Formed whilst at school/college, the quartet’s fondness for swapping mix-tapes and DJing at each other’s parties eventually resulted in them buying a bunch of broken computers and second-hand studio equipment, where they began fusing their love of Jeff Buckley, Burial and Echo & The Bunnymen into a cohesive sound.
Displaying the same fondness for spaciousness as James Blake but with the added bonus of an actual melody, debut single “Falling” was described as a ‘game changer’ by influential XFM DJ Mary Anne Hobbs and surprisingly found its way on to the Radio 1 playlist earlier this year, prompting certain quarters of the music press to hail Seasfire as the ‘dubstep Coldplay.’
But while frontman Josh Thorn’s vocals possess the same heart-wrenching emotive qualities as Chris Martin, Seasfire are an entirely different prospect. Indeed, it’s difficult to imagine the stadium rock outfit claiming they write songs “about the dead end relationships they’ve been in and the general feeling of hopelessness in unemployment – with too much time on their hands and dreaming of escape,” while the Anton Corbijn-inspired black-and-white promo for the atmospheric “Heartbeat” owes more to “Enjoy The Silence” and “Atmosphere” than “Viva La Vida.”
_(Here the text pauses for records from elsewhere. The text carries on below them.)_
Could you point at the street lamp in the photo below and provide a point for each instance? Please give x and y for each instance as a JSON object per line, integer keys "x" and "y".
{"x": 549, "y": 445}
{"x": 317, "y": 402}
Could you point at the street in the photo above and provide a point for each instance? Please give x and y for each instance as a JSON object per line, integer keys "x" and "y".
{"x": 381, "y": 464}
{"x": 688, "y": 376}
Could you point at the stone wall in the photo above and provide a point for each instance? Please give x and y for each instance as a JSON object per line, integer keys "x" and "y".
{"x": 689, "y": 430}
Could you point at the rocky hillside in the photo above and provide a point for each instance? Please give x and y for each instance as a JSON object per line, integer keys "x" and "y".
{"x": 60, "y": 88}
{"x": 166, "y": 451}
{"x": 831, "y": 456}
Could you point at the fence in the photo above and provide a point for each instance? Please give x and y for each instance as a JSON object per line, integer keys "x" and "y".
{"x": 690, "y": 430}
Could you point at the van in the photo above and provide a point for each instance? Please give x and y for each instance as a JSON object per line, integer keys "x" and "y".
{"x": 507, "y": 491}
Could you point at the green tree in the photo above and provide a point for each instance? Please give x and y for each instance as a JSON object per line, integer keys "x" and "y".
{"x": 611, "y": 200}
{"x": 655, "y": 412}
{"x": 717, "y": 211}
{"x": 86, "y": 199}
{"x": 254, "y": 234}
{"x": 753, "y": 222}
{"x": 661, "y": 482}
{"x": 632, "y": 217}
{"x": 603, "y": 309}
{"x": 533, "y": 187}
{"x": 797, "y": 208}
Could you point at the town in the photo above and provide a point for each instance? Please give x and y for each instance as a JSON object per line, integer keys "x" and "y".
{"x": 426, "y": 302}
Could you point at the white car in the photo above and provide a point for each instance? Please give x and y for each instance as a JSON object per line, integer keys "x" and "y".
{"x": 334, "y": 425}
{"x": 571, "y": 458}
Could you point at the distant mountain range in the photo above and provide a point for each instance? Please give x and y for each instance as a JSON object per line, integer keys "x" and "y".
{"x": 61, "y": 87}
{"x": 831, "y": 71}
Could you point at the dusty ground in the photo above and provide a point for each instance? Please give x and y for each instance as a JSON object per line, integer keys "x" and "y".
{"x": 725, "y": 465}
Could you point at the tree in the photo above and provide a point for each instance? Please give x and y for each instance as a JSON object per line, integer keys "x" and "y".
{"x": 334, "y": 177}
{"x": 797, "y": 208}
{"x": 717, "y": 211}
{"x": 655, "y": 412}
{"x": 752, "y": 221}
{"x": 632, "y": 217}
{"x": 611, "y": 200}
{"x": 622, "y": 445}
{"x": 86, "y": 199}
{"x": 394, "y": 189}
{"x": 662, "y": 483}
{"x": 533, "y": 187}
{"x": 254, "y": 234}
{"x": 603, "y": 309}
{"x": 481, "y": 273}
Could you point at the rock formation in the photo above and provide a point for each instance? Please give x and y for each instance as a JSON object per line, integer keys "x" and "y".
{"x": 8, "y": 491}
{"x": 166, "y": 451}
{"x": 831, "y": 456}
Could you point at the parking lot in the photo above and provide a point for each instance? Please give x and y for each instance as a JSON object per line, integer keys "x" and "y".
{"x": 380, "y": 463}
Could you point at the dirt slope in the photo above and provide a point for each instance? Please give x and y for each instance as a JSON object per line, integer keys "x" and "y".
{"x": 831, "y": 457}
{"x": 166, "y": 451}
New track “While Others Run,” a dubby take on Hurts’ 80s synth-pop pastiches, suggests the band aren’t afraid of the mainstream. But their soundscapes are undoubtedly more compelling when they’re at the skeletal end of the spectrum, whether it’s the hymnal ambience of “First and Last Time,” the swampy post-R&B of “Undone” or the echo-laden dubstep of “Human Sacrifice.”
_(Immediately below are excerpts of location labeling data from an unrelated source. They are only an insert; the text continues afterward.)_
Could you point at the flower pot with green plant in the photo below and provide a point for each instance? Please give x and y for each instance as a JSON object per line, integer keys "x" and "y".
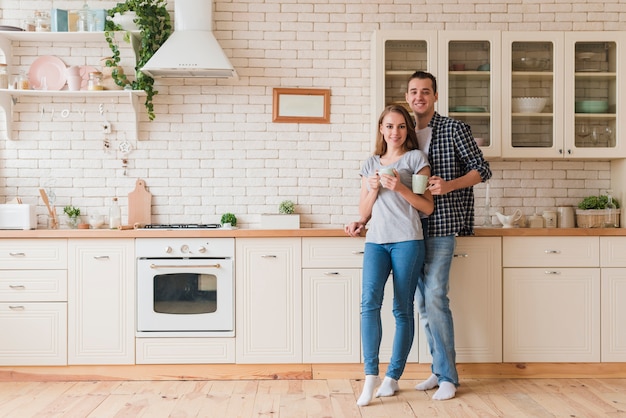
{"x": 155, "y": 26}
{"x": 73, "y": 216}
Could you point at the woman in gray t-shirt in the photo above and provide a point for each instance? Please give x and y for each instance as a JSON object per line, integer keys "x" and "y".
{"x": 394, "y": 242}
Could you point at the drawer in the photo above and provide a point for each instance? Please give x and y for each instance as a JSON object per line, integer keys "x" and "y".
{"x": 613, "y": 251}
{"x": 332, "y": 252}
{"x": 33, "y": 286}
{"x": 551, "y": 252}
{"x": 33, "y": 254}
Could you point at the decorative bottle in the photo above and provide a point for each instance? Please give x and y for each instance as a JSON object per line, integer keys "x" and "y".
{"x": 610, "y": 217}
{"x": 115, "y": 215}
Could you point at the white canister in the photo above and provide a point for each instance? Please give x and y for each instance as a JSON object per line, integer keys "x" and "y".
{"x": 566, "y": 217}
{"x": 550, "y": 218}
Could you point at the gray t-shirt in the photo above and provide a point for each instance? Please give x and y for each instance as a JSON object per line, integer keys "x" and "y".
{"x": 393, "y": 218}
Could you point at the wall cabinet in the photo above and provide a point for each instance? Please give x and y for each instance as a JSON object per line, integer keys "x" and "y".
{"x": 101, "y": 301}
{"x": 613, "y": 295}
{"x": 475, "y": 300}
{"x": 268, "y": 300}
{"x": 33, "y": 302}
{"x": 481, "y": 73}
{"x": 331, "y": 289}
{"x": 551, "y": 299}
{"x": 9, "y": 97}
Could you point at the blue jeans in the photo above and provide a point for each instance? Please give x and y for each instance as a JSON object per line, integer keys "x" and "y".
{"x": 406, "y": 260}
{"x": 434, "y": 307}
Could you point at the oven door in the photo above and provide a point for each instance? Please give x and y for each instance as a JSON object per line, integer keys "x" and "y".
{"x": 185, "y": 295}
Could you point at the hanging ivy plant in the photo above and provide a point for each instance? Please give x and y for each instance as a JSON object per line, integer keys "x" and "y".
{"x": 155, "y": 26}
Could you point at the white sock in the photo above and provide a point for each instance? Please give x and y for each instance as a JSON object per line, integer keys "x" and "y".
{"x": 446, "y": 390}
{"x": 388, "y": 387}
{"x": 428, "y": 384}
{"x": 371, "y": 381}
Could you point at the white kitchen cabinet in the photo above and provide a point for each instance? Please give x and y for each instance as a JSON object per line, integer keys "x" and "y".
{"x": 613, "y": 295}
{"x": 9, "y": 97}
{"x": 101, "y": 301}
{"x": 551, "y": 299}
{"x": 33, "y": 302}
{"x": 475, "y": 300}
{"x": 331, "y": 290}
{"x": 268, "y": 298}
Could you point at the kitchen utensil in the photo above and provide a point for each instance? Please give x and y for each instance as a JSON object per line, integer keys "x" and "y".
{"x": 528, "y": 104}
{"x": 49, "y": 68}
{"x": 139, "y": 204}
{"x": 53, "y": 216}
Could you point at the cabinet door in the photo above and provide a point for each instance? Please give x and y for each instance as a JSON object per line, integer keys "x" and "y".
{"x": 101, "y": 301}
{"x": 551, "y": 315}
{"x": 331, "y": 315}
{"x": 613, "y": 314}
{"x": 475, "y": 300}
{"x": 532, "y": 67}
{"x": 33, "y": 334}
{"x": 268, "y": 300}
{"x": 395, "y": 56}
{"x": 470, "y": 71}
{"x": 594, "y": 94}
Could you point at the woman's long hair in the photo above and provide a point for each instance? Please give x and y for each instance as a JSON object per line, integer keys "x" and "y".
{"x": 411, "y": 137}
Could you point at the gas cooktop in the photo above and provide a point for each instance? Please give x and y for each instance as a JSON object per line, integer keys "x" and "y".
{"x": 182, "y": 226}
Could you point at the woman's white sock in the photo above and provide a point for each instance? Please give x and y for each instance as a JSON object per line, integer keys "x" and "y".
{"x": 371, "y": 381}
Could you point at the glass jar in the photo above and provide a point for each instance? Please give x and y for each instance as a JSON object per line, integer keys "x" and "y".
{"x": 4, "y": 77}
{"x": 95, "y": 81}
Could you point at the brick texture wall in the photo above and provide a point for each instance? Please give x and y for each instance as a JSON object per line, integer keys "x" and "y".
{"x": 213, "y": 147}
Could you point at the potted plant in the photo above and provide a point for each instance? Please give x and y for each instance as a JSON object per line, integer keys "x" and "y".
{"x": 284, "y": 219}
{"x": 73, "y": 214}
{"x": 155, "y": 26}
{"x": 592, "y": 210}
{"x": 228, "y": 220}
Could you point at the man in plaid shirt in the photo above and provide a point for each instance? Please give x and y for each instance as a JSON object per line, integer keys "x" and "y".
{"x": 457, "y": 164}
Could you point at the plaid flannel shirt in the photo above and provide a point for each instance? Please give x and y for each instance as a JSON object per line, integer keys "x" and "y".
{"x": 452, "y": 154}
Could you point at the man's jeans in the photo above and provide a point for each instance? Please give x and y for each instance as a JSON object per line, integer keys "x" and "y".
{"x": 406, "y": 259}
{"x": 433, "y": 306}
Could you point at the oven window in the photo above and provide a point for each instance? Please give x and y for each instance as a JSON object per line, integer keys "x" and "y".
{"x": 185, "y": 293}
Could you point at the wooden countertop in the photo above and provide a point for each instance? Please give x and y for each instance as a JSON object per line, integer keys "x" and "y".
{"x": 279, "y": 233}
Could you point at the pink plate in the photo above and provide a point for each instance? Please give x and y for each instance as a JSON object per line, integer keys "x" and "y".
{"x": 84, "y": 73}
{"x": 50, "y": 67}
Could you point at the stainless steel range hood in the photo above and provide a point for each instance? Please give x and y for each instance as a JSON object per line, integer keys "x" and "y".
{"x": 191, "y": 50}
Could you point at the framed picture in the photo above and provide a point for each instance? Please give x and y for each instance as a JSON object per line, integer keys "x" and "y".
{"x": 301, "y": 106}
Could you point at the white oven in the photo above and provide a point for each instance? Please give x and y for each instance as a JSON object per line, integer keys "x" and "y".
{"x": 185, "y": 286}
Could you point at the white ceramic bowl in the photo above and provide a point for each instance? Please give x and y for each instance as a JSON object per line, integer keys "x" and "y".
{"x": 528, "y": 104}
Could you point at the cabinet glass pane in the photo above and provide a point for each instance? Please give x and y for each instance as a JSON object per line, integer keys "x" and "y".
{"x": 469, "y": 86}
{"x": 402, "y": 58}
{"x": 532, "y": 85}
{"x": 595, "y": 94}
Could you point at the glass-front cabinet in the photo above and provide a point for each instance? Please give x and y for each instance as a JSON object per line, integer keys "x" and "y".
{"x": 469, "y": 73}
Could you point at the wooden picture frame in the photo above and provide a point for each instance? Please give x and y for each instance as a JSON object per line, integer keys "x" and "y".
{"x": 301, "y": 106}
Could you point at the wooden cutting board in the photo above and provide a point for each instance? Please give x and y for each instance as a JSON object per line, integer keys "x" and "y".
{"x": 139, "y": 205}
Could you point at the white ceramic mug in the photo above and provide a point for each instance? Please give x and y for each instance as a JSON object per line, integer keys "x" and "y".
{"x": 419, "y": 183}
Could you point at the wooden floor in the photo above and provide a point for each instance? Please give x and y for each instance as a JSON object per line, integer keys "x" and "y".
{"x": 332, "y": 398}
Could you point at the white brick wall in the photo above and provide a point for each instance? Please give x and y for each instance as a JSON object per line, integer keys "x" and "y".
{"x": 213, "y": 148}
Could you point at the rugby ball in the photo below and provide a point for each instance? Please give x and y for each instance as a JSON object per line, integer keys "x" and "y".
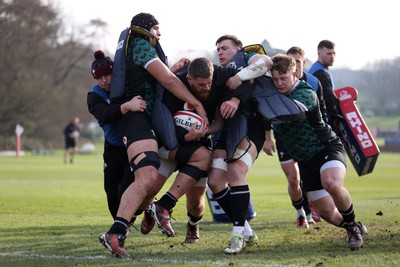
{"x": 186, "y": 119}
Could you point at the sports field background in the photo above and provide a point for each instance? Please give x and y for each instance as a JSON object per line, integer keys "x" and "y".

Seasfire’s cover version of Bombay Bicycle Club backing vocalist Lucy Rose’s “Shiver,” which turns the delicate slice of acoustic folk into a glitchy electro-ballad, and their woozy remix of Lana Del Rey’s “National Anthem” are equally haunting, suggesting that whenever they do eventually get round to announcing a debut album, it could be very special indeed.